A nationwide event that encourages students to harass kids based on the colour of their hair is garnering serious attention from anti-bullying groups and parents.

The Facebook event "National Kick a Ginger" day has almost 4,700 members across Canada and has sparked a rash of opinions in support and against on the social networking site.

The movement was started after an episode of the controversial animated show South Park advocated "Kick a Ginger" day Nov. 20.

The episode refers to red-headed people as "nasty" and "born with a disease."

Ottawa mother Juanita McNairn said she let her 13-year-old son stay home Thursday because he was so afraid.

"My son was beside himself," said McNairn. "He was delaying getting out of bed and when it came down to the crunch he just burst into tears and told me about the whole ginger thing."

McNairn said the students in her son's class told him all week they were planning to kick him when he arrived at school.

Anti-bullying advocate Rob Frenette said he was shocked when he found out about the group.

"We are very taken back that students would pick a certain group of people to harass due to their hair color," he told CTV News from New Brunswick.

Frenette said attacking someone based on their physical appearance could be considered a hate crime.

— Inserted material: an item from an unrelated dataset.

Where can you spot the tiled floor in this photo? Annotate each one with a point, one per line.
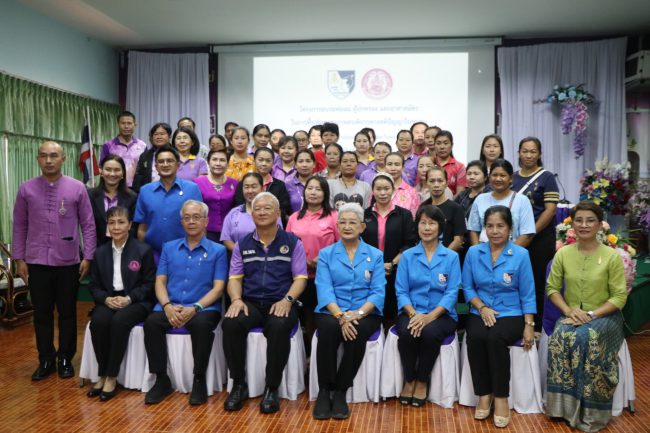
(55, 405)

He adds that social networking sites like Facebook that allow young people to group quickly makes a potential problem escalate quickly.

"This is definitely something that is growing globally unfortunately," said Frenette. "I think this needs to be looked at closely and quickly before it gets out of hand."

Irene Lanzinger, the president of the B.C. Teachers Federation, agreed.

"This is sometimes excused as a joke and we have to make sure we understand that it is never funny or acceptable to harm or harass another person," she said.

Lanzinger said that even though most kids may treat the "Kick a Ginger" day as a joke, some kids may escalate the level of violence. But she says there can be an opportunity to use this day as a lesson for kids.

"Teachers can ask kids what they think of it and make it into an acceptable debate," she says. "It's a good way to encourage each other and kids will always come to the conclusion on their own that you need to be respectful of each other."